Record $8.5 billion likely spent in 2011 exploring for gold

Research firm Metals Economics Group reports gold continues to be top exploration target accounting for more than 50% of global exploration of non-ferrous metals for the second consecutive year in 2011. Latin America is set continue to be the industry’s favorite regional exploration destination in 2011, while Canada will remain the top overall country.

Copper will account for roughly a fifth of 2011 nonferrous exploration budgets that is expected to exceed US$17 billion for expenditures related to precious and base metals, diamonds, uranium, and some industrial minerals. It represents an increase of about 50% from the 2010 total and a new all time high.

Budgets for grassroots, late-stage, and mine site exploration have all increased significantly, but the relative proportions allocated to each stage of development are expected to remain relatively stable compared with 2010. Despite a sharp rise in the amount of money planned for grassroots work in 2011, the proportion of the overall industry exploration effort committed to long-term project generation is anticipated to remain near historically low levels—about a third of 2011’s exploration total compared with an average of about half the annual exploration totals through the 1990s.

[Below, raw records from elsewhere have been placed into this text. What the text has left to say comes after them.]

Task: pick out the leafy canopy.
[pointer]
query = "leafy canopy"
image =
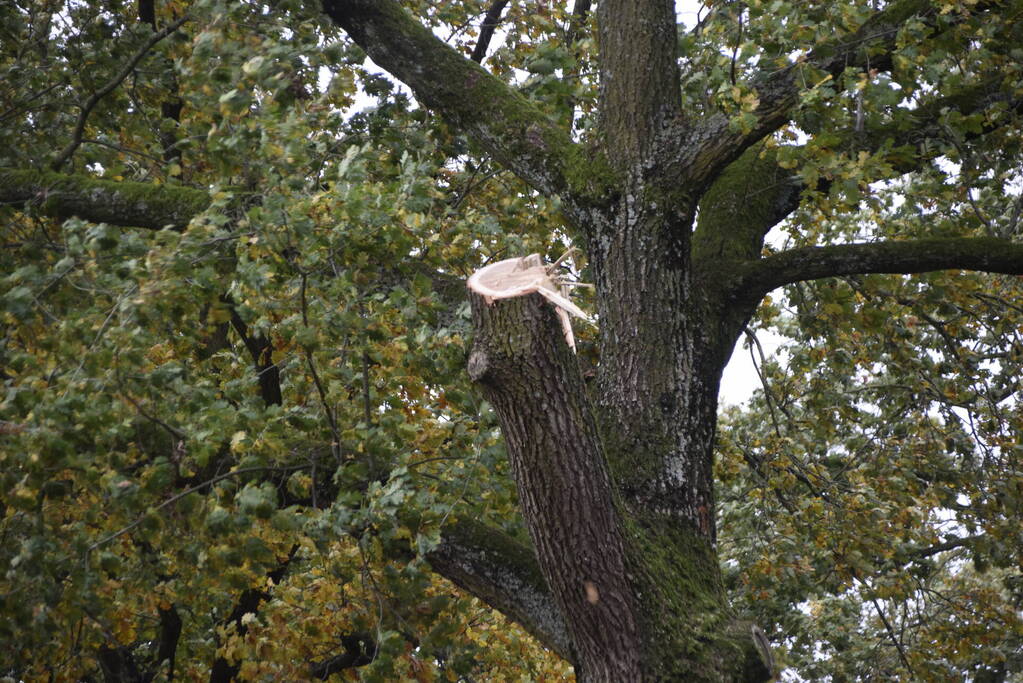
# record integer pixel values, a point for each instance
(260, 425)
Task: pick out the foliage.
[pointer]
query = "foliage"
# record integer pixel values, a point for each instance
(259, 427)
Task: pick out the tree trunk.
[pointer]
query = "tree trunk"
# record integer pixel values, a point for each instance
(617, 491)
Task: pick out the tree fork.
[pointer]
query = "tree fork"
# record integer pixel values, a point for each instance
(640, 593)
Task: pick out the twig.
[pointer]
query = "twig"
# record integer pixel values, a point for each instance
(175, 498)
(90, 104)
(336, 443)
(763, 380)
(490, 23)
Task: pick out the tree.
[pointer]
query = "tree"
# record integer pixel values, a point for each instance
(290, 462)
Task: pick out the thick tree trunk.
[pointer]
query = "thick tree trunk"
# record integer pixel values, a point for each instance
(617, 492)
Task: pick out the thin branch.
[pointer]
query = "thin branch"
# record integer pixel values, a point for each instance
(912, 256)
(712, 144)
(498, 118)
(181, 494)
(125, 72)
(335, 431)
(490, 21)
(891, 635)
(768, 397)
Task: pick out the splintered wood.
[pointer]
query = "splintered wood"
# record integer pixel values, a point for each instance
(518, 277)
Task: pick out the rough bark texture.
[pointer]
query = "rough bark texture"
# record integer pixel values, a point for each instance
(616, 486)
(529, 374)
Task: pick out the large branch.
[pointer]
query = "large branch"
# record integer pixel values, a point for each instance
(117, 202)
(753, 194)
(502, 573)
(499, 119)
(913, 256)
(712, 145)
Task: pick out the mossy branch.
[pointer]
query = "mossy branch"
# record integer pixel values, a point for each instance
(503, 573)
(117, 202)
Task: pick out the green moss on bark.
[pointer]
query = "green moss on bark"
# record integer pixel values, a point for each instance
(117, 202)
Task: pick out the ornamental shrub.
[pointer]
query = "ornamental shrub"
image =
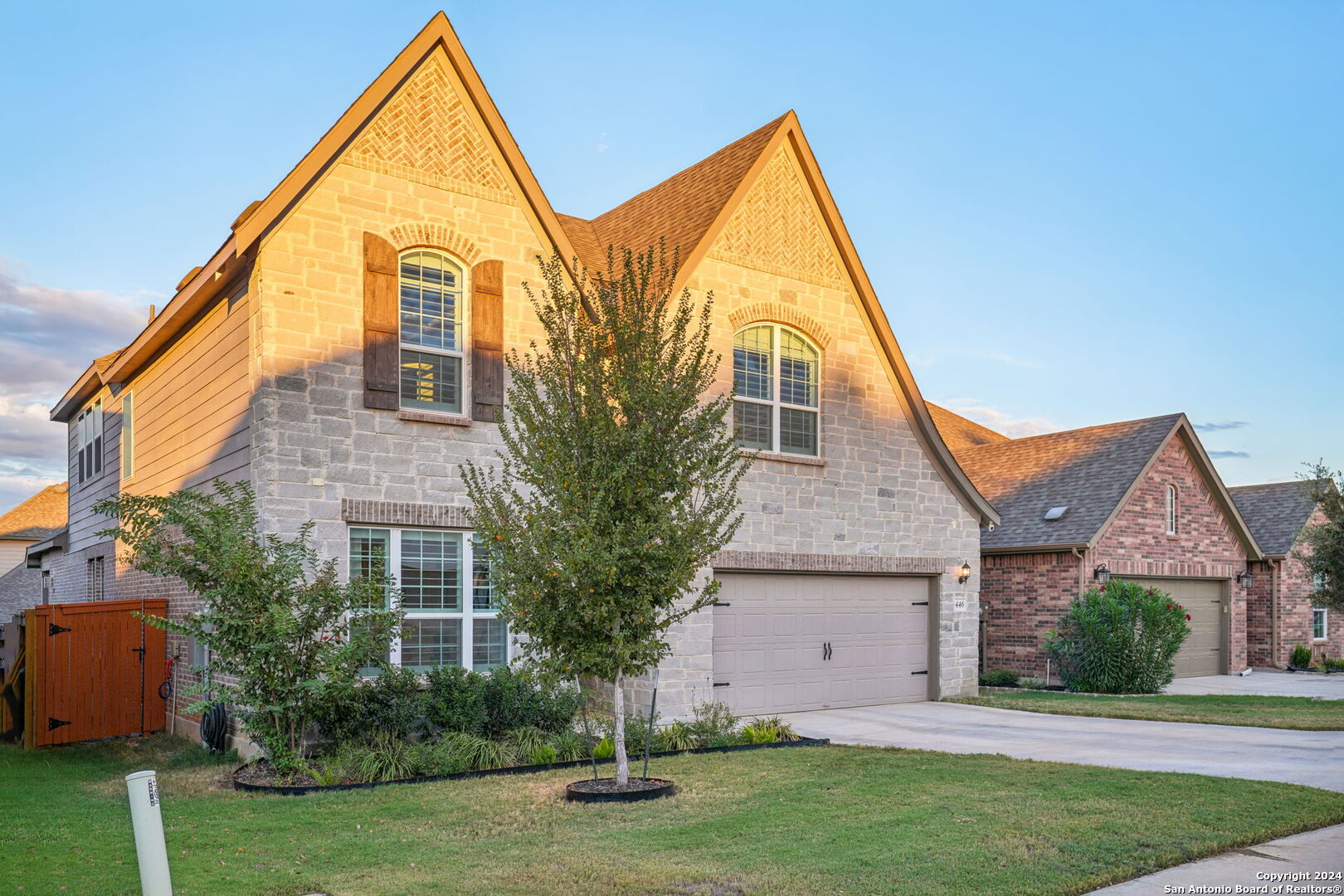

MEG’s analysis is based on information collected from more than 3,500 companies worldwide, of which about 2,400 are expected to have active exploration programs and will therefore be included in the final study

Last year the 21st edition of Corporate Exploration Strategies (CES) reported a 2010 exploration budget total of $11.2 billion. The industry restored almost two thirds of the $5.5 billion that was cut from exploration in 2009 in response to the global financial crisis. The speed and the strength of the 2010 rebound were a welcome surprise to many, given the severity of the downturn and widespread forecasts of a deep and protracted recession.

Regionally, Latin America (led by Mexico, Peru, Chile, Brazil, and Argentina) was the top exploration destination in 2010—a position it has held for the better part of two decades—while Canada was the top country overall. Gold was the leading target, attracting more than half the global exploration budget total, with copper a distant second. When uranium allocations are added to the $11.2 billion nonferrous total, 2010 planned exploration spending rises to more than $12.1 billion, a 44% increase from the 2009 total including uranium.